Каждый рабочий день комиссара по внутренним делам Французского комитета национального освобождения (читай: временного правительства Франции) начинался с чтения шифровок от руководителей подпольных групп и наших агентов, посланных на оккупированную территорию. Голова шла кругом от обилия событий – диверсий, актов саботажа, нападений на оккупантов и ответных ударов: арестов, пыток, казней патриотов. Множество ценных сведений я передавал союзникам, делал доклады для Консультативной ассамблеи и для генерала де Голля. Часто приходилось принимать непростые и неприятные решения, о которых даже не хочется вспоминать, – в основном это случалось, когда обнаруживались тяжелые ошибки или предательство в наших рядах. Прежде я видел поле боя вокруг себя, иногда обсуждал координацию действий с другими руководителями подпольных групп, и вот теперь я видел всю битву, все Сопротивление в целом – от Нормандии до Корсики, от Бретани до Савойи. И отовсюду звучало громче всего одно слово: «Оружия!»
Что-то удавалось добыть на складах «Армии перемирия», что-то – в бою, но по-прежнему на пятерых бойцов приходились в среднем одна винтовка, одно охотничье ружье, пара пистолетов, и всё. О пулеметах и автоматах можно было только мечтать, а о зенитном вооружении даже не мечтали, хотя стервятники люфтваффе бомбили и обстреливали наши партизанские базы в Савойе и в Альпах. Мы понимали, что один килограмм взрывчатки в опытных руках мог причинить больше вреда противнику, чем пятисоткилограммовая авиабомба союзников, упавшая не туда, куда нужно, а эти промахи, особенно когда бомбы попадали на жилые кварталы, очень дорого обходились нашему Сопротивлению: мы не могли объяснить обезумевшим от горя людям, почему американцы и британцы уничтожают не немецких оккупантов, а мирных французов.
Кроме оружия, боеприпасов и взрывчатки тайная армия Сопротивления нуждалась в продовольствии, средствах связи и во многом другом. Очень часто даже отправка денег нашим подпольщикам не решала проблему – немцы внимательно следили за движением медикаментов и горючего, так необходимых партизанам.
Все это привело меня к простой мысли: моя главная задача как министра – обеспечить снабжение стремительно растущей во Франции подпольной армии всем необходимым, начиная с оружия и боеприпасов. Что нужно сделать для этого? Добраться до Уинстона Черчилля!
Заслуженные знатоки истории часто называют сэра Уинстона Черчилля самым великим англичанином в истории этой страны. Согласен ли я с такой оценкой? Скорее да, чем нет.

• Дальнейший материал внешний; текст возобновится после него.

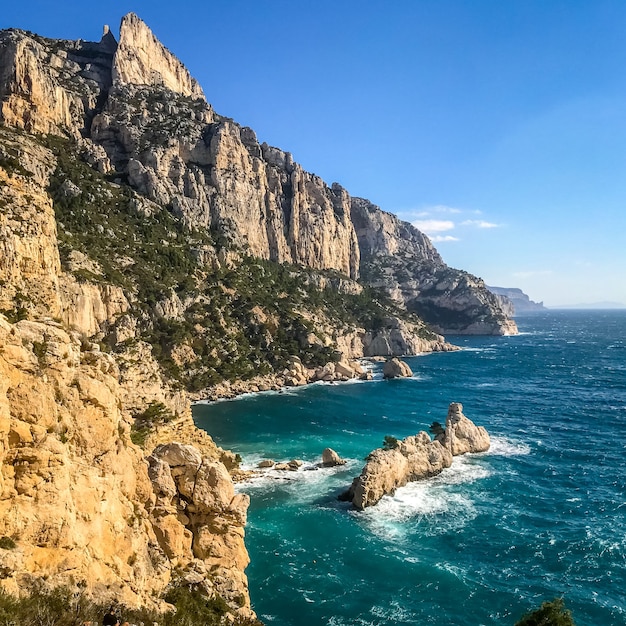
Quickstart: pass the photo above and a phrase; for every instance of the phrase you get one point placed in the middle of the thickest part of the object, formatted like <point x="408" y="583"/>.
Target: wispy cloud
<point x="440" y="209"/>
<point x="480" y="224"/>
<point x="440" y="238"/>
<point x="433" y="226"/>
<point x="532" y="273"/>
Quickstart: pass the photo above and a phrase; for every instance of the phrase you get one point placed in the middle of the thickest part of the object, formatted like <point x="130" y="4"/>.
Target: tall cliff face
<point x="84" y="504"/>
<point x="401" y="259"/>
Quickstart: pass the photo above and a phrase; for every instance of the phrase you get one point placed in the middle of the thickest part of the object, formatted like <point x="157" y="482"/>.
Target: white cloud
<point x="532" y="273"/>
<point x="433" y="226"/>
<point x="480" y="224"/>
<point x="440" y="208"/>
<point x="440" y="238"/>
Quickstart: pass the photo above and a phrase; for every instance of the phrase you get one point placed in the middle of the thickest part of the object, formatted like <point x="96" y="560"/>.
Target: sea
<point x="541" y="515"/>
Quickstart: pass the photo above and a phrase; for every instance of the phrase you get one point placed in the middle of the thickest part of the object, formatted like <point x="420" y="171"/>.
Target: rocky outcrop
<point x="47" y="86"/>
<point x="200" y="521"/>
<point x="415" y="458"/>
<point x="398" y="258"/>
<point x="395" y="368"/>
<point x="141" y="59"/>
<point x="519" y="301"/>
<point x="75" y="493"/>
<point x="144" y="116"/>
<point x="461" y="434"/>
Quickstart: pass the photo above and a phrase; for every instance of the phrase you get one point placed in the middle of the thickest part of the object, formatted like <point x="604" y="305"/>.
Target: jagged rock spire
<point x="141" y="59"/>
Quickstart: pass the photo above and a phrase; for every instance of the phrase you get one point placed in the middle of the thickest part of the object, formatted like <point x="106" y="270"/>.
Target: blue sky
<point x="498" y="127"/>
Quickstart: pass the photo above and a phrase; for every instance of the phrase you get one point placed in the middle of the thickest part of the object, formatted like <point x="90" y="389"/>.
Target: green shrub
<point x="6" y="543"/>
<point x="390" y="443"/>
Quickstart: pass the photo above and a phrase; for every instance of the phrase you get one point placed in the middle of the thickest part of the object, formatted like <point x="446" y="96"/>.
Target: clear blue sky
<point x="498" y="127"/>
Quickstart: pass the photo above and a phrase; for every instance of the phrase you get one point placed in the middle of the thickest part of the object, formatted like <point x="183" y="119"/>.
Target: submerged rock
<point x="395" y="368"/>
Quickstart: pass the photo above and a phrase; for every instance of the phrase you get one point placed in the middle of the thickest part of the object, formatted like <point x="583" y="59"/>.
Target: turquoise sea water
<point x="542" y="514"/>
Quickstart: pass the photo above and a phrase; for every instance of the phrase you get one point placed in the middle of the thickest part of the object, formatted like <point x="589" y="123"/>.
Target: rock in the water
<point x="415" y="458"/>
<point x="395" y="368"/>
<point x="330" y="458"/>
<point x="462" y="435"/>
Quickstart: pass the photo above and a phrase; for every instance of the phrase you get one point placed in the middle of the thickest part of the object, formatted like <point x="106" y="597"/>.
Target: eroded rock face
<point x="141" y="59"/>
<point x="415" y="458"/>
<point x="395" y="368"/>
<point x="75" y="495"/>
<point x="196" y="498"/>
<point x="35" y="93"/>
<point x="331" y="459"/>
<point x="461" y="434"/>
<point x="398" y="258"/>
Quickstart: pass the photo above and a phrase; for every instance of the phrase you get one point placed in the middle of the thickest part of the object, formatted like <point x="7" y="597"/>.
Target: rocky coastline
<point x="415" y="458"/>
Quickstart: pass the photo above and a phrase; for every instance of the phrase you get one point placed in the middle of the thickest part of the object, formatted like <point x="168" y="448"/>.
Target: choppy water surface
<point x="542" y="514"/>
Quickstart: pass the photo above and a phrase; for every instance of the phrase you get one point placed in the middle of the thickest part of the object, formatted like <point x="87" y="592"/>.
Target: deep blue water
<point x="542" y="514"/>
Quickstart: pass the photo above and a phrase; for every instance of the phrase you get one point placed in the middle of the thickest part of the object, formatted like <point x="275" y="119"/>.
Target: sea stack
<point x="415" y="458"/>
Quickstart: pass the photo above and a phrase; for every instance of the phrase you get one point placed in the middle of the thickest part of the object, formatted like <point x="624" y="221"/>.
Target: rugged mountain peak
<point x="141" y="59"/>
<point x="108" y="41"/>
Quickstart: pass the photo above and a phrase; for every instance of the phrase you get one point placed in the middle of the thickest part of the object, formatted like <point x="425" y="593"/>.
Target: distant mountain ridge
<point x="137" y="113"/>
<point x="519" y="301"/>
<point x="153" y="252"/>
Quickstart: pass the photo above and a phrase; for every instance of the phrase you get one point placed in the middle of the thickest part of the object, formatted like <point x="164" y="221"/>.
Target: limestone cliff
<point x="151" y="249"/>
<point x="401" y="259"/>
<point x="519" y="302"/>
<point x="78" y="497"/>
<point x="145" y="118"/>
<point x="80" y="500"/>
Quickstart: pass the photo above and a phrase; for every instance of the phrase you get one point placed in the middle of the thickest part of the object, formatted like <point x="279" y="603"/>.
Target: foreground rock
<point x="395" y="368"/>
<point x="415" y="458"/>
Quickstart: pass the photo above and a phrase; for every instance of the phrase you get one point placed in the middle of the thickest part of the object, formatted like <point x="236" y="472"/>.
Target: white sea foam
<point x="474" y="349"/>
<point x="436" y="500"/>
<point x="502" y="446"/>
<point x="306" y="481"/>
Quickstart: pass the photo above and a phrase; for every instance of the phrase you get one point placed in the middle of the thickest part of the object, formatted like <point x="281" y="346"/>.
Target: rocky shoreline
<point x="297" y="375"/>
<point x="415" y="458"/>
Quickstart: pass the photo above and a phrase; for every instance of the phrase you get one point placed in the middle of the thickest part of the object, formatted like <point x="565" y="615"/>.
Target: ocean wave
<point x="502" y="446"/>
<point x="307" y="481"/>
<point x="474" y="349"/>
<point x="436" y="501"/>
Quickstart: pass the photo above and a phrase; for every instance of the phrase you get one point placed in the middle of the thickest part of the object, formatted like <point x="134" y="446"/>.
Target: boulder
<point x="331" y="459"/>
<point x="462" y="435"/>
<point x="413" y="458"/>
<point x="395" y="368"/>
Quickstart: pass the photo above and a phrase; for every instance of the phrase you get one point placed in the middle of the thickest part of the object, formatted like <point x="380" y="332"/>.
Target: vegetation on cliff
<point x="63" y="607"/>
<point x="210" y="311"/>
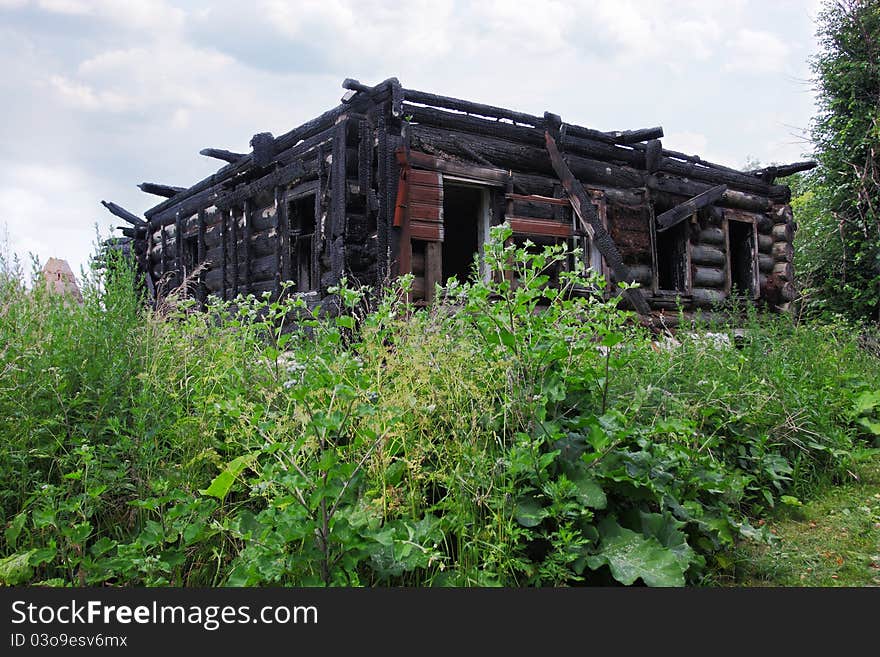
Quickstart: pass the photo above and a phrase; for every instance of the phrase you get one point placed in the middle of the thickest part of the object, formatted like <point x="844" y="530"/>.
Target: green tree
<point x="839" y="203"/>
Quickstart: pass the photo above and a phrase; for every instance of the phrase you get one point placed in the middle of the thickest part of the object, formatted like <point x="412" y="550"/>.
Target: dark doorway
<point x="672" y="259"/>
<point x="742" y="258"/>
<point x="301" y="217"/>
<point x="190" y="255"/>
<point x="462" y="219"/>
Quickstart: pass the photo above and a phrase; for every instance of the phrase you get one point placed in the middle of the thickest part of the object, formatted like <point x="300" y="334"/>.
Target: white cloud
<point x="756" y="51"/>
<point x="689" y="143"/>
<point x="120" y="92"/>
<point x="48" y="211"/>
<point x="82" y="96"/>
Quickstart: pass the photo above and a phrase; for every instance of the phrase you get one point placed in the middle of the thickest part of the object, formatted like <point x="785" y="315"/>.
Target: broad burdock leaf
<point x="631" y="555"/>
<point x="223" y="482"/>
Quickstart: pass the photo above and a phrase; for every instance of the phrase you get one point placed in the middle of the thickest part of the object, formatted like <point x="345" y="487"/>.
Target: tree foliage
<point x="839" y="204"/>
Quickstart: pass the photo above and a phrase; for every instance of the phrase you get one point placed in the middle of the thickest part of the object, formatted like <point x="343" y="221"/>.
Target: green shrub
<point x="513" y="434"/>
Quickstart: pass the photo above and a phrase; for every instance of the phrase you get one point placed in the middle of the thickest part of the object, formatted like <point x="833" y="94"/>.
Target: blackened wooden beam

Вообще-то, я не склонен относиться с преувеличенным пиететом к кому-либо, это не в моем характере. Но честно признаюсь: не смея даже мечтать о встрече с Черчиллем, я испытывал жгучее желание увидеться с ним. И вовсе не для того, чтобы в ярких красках описать собственную деятельность. Нет, моя цель, мой долг состояли в том, чтобы вооружить Сопротивление. Но и любознательность, да и простое любопытство, не раз заводившее меня в дебри и даже на край гибели, тоже, признаюсь, подогревали мое желание. В фигуре Черчилля для меня было скрыто многое, очень многое – прежде всего будущее сражающейся Франции: он ограничивал, а то и сводил на нет поддержку нашего Сопротивления оружием, не говоря уж о дипломатической помощи. Политическая неразбериха, царившая изначально в нашем подполье и столь очевидная для французского национального характера, раздражала его: лавируя между Рузвельтом и Сталиным, он искал ясности, способствующей его планам, хотел держать под контролем ситуацию во Франции. Ему, по большому счету, не нужны были посредники – из этого вытекали и его прохладные отношения с де Голлем, упрямо и непреклонно отстаивавшим французский суверенитет в европейском пожаре.
Информацию о подпольных движениях он получал от своей разведки, но эти оперативные сводки носили поверхностный характер, были неточны и оставляли желать лучшего; можно предположить, что Черчилль догадывался об этом. Великий британец никогда, ни единого раза не встречался лицом к лицу с кем-либо из лидеров Сопротивления; я хотел стать первым. Ничтоже сумняшеся я лелеял надежду переубедить Черчилля и пробудить в нем симпатию к нашему делу. То был наивный план, но иногда – правда, чрезвычайно редко – как раз такие удается воплотить в жизнь.